国防総省のジョン・キルビー報道官によると、米軍はシリア空爆について衝突防止ラインを利用してロシア側に事前通知していたとのこと。記者会見の中でキルビー報道官は「通達義務としてやるべきことは継続するが、自国の軍防衛のためにやるべきことも継続する」と発言し、強硬姿勢への理解を求めた。一方、国防総省からの事前通知についてロシアのセルゲイ・ラブロフ外相は、空爆実施の数分前に連絡されたと状況を説明し、そうした連絡は「まったく無意味」と指摘している。

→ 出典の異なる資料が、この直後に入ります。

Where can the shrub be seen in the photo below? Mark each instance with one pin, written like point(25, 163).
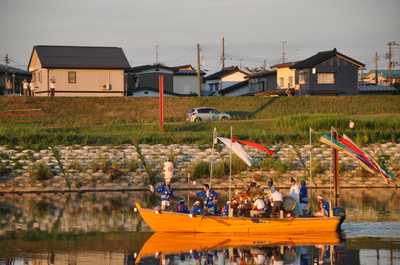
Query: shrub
point(39, 172)
point(281, 167)
point(266, 164)
point(132, 165)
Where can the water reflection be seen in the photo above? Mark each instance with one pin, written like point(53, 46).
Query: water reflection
point(103, 228)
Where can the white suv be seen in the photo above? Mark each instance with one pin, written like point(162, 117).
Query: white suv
point(207, 114)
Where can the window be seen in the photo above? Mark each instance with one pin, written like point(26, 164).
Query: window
point(302, 78)
point(326, 78)
point(72, 77)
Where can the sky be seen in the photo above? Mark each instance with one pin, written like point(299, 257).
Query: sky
point(255, 32)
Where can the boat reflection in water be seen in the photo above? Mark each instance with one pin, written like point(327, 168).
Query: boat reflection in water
point(203, 248)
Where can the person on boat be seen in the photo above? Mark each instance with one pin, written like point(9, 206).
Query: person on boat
point(303, 196)
point(181, 207)
point(225, 209)
point(258, 207)
point(196, 209)
point(208, 195)
point(166, 193)
point(213, 209)
point(295, 194)
point(269, 190)
point(323, 210)
point(276, 202)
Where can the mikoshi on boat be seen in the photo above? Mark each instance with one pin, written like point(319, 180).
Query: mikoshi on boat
point(188, 242)
point(173, 222)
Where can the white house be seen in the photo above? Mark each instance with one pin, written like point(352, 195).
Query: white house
point(79, 71)
point(223, 79)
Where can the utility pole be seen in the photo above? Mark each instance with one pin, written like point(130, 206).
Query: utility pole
point(390, 63)
point(223, 53)
point(283, 51)
point(6, 74)
point(376, 68)
point(198, 70)
point(156, 53)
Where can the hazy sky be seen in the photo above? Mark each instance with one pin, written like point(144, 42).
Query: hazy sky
point(254, 30)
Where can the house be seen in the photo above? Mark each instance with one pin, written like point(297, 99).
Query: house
point(143, 81)
point(327, 73)
point(285, 76)
point(78, 70)
point(16, 76)
point(223, 79)
point(383, 77)
point(255, 83)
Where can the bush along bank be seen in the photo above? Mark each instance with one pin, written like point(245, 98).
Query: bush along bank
point(133, 167)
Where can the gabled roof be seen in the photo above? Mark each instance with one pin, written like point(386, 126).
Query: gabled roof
point(234, 87)
point(323, 56)
point(262, 74)
point(183, 67)
point(225, 72)
point(142, 68)
point(80, 57)
point(13, 70)
point(283, 65)
point(385, 73)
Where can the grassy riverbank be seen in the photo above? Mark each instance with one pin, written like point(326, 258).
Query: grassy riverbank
point(33, 122)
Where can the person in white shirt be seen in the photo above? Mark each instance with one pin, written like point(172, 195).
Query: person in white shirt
point(276, 199)
point(295, 191)
point(258, 207)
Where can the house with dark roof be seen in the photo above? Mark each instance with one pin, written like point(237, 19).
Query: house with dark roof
point(143, 81)
point(381, 77)
point(16, 76)
point(285, 77)
point(79, 70)
point(255, 83)
point(225, 78)
point(327, 73)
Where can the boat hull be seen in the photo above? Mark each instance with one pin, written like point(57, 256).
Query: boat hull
point(171, 222)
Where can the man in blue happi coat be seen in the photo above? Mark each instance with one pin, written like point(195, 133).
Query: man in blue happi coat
point(323, 210)
point(196, 209)
point(208, 195)
point(225, 209)
point(181, 207)
point(166, 193)
point(213, 208)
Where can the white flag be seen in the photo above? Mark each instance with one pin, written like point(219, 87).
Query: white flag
point(237, 149)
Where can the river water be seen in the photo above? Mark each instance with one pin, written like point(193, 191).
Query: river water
point(103, 228)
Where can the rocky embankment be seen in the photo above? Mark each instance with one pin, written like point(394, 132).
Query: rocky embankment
point(79, 168)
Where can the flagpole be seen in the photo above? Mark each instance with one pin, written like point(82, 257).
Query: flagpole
point(230, 167)
point(330, 175)
point(310, 170)
point(212, 153)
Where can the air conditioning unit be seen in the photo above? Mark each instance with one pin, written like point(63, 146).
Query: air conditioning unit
point(105, 86)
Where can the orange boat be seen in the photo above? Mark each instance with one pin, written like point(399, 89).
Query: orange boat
point(187, 242)
point(172, 222)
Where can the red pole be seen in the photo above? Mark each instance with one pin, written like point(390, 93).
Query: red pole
point(161, 89)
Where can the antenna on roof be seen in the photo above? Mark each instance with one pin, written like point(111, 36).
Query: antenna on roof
point(157, 54)
point(283, 51)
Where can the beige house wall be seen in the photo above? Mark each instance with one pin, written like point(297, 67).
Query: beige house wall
point(89, 82)
point(285, 73)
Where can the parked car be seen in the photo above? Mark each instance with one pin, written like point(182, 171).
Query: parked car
point(207, 114)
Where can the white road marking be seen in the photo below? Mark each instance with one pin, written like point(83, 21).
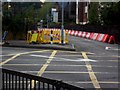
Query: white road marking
point(111, 48)
point(69, 72)
point(65, 59)
point(15, 56)
point(59, 65)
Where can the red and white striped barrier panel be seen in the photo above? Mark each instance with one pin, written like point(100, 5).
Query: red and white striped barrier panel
point(93, 36)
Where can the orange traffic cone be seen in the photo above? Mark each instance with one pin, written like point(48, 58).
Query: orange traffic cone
point(111, 40)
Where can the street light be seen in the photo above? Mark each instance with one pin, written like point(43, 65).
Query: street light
point(62, 4)
point(62, 27)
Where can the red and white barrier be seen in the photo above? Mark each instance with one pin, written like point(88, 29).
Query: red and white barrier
point(93, 36)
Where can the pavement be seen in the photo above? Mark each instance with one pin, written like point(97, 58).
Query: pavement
point(24, 44)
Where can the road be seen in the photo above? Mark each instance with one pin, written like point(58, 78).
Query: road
point(93, 65)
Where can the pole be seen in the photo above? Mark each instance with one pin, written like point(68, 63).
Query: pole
point(76, 11)
point(62, 27)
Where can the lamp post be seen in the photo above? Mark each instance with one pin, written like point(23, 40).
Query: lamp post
point(62, 26)
point(62, 4)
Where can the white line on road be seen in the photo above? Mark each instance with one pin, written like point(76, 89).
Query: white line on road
point(65, 59)
point(15, 56)
point(43, 68)
point(71, 72)
point(111, 48)
point(59, 65)
point(91, 73)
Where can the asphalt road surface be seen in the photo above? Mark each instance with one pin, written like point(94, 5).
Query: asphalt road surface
point(93, 65)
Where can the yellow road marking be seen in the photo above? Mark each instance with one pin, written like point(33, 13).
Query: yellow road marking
point(43, 68)
point(2, 63)
point(91, 73)
point(6, 61)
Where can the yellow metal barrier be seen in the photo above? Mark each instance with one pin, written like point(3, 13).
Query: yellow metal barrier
point(29, 35)
point(47, 36)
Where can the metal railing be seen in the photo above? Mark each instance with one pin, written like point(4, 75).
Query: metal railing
point(13, 80)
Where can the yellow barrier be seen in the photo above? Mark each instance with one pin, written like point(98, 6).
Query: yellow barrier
point(29, 35)
point(47, 36)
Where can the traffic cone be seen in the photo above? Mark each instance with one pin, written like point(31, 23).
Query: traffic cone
point(112, 40)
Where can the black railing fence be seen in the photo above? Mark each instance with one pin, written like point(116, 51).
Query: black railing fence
point(13, 80)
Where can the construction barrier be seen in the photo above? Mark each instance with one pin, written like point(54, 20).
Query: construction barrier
point(47, 36)
point(93, 36)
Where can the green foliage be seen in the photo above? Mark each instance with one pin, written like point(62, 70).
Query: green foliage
point(21, 17)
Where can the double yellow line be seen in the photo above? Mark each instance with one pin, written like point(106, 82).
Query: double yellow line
point(15, 56)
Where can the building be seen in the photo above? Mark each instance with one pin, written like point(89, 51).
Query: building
point(75, 12)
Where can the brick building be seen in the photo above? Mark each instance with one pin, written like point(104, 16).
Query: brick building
point(75, 12)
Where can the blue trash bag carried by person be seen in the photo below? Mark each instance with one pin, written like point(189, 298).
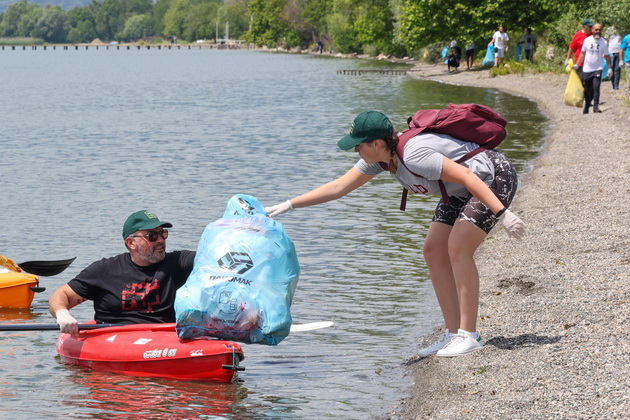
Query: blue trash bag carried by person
point(488, 60)
point(243, 280)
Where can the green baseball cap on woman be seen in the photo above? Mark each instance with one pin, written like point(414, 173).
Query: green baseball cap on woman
point(142, 220)
point(367, 126)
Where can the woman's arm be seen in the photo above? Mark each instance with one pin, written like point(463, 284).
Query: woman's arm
point(332, 190)
point(457, 174)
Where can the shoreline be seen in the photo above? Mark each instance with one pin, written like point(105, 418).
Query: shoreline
point(555, 307)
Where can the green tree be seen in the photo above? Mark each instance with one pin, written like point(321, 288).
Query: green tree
point(341, 27)
point(234, 12)
point(137, 27)
point(13, 16)
point(82, 25)
point(175, 18)
point(267, 26)
point(159, 11)
point(53, 25)
point(27, 26)
point(200, 21)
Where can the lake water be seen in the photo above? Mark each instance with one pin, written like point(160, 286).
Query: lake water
point(91, 136)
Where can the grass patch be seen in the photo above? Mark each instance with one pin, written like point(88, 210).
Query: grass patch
point(21, 41)
point(509, 67)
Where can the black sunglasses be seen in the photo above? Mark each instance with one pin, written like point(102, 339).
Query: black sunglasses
point(153, 235)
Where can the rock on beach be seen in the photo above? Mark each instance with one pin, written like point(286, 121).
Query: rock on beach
point(554, 307)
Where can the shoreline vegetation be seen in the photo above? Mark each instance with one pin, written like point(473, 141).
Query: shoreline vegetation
point(554, 307)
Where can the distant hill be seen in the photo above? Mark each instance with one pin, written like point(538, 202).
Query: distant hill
point(65, 4)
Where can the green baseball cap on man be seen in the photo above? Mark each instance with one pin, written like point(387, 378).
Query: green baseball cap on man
point(142, 220)
point(367, 126)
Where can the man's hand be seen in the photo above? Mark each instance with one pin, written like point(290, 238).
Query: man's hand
point(67, 323)
point(279, 208)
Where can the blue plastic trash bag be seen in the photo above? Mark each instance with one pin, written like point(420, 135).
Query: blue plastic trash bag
point(243, 279)
point(488, 60)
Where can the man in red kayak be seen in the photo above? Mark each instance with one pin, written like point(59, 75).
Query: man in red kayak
point(131, 288)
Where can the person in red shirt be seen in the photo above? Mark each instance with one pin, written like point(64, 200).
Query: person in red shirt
point(575, 46)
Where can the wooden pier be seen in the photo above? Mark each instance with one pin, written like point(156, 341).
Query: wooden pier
point(126, 47)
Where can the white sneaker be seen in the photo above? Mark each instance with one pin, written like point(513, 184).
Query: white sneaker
point(442, 341)
point(462, 344)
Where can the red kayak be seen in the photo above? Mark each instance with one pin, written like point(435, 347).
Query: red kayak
point(152, 350)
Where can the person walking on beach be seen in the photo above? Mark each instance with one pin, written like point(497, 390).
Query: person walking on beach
point(594, 51)
point(135, 287)
point(624, 59)
point(479, 190)
point(614, 46)
point(470, 55)
point(575, 46)
point(500, 40)
point(454, 58)
point(529, 43)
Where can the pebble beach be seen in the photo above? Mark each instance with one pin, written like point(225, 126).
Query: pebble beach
point(555, 306)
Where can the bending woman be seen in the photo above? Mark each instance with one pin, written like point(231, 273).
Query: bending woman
point(479, 190)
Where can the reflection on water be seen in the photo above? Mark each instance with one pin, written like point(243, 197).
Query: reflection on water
point(116, 396)
point(180, 132)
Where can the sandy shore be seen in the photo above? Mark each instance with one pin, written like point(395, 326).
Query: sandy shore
point(555, 307)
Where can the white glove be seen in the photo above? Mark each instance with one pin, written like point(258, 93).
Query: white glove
point(514, 226)
point(279, 208)
point(67, 323)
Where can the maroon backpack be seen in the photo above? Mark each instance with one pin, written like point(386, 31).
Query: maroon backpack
point(469, 122)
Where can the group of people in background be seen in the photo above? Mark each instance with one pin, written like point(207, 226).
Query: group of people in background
point(499, 41)
point(589, 50)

米空軍所属のF15戦闘機2機は現地時間で25日深夜、シリア東部でシーア派武装勢力が使用する施設にミサイル攻撃を実施した。サウジアラビアのテレビ局「アル=アラビーヤ」によると、この攻撃でシーア派武装勢力「カタイブ・ヒズボラ」と「カターイブ・サイード・シュハダ」の戦闘員22人が死亡した。これら2つの武装勢力は、シリア政府軍側で国際テロ組織「ダーイシュ」(=IS、ロシアで活動禁止)のテロリストと交戦している。
国防総省によると、F15戦闘機はあわせて7発の高性能ミサイルを発射し、9つの施設を完全に破壊したほか、2つの施設に損壊を加え機能停止状態とした。国防総省はこれらの施設を破壊したことにより、イラク領における武装勢力の活動を阻止できるとしている。また、この攻撃は自衛を目的としたもので、米軍、および有志連合軍を将来的に保護するものになると説明している。
シリア空爆後、米軍は報復の可能性が高いとして、警戒態勢を数日間にわたって強化するようイラク駐留軍に命じている。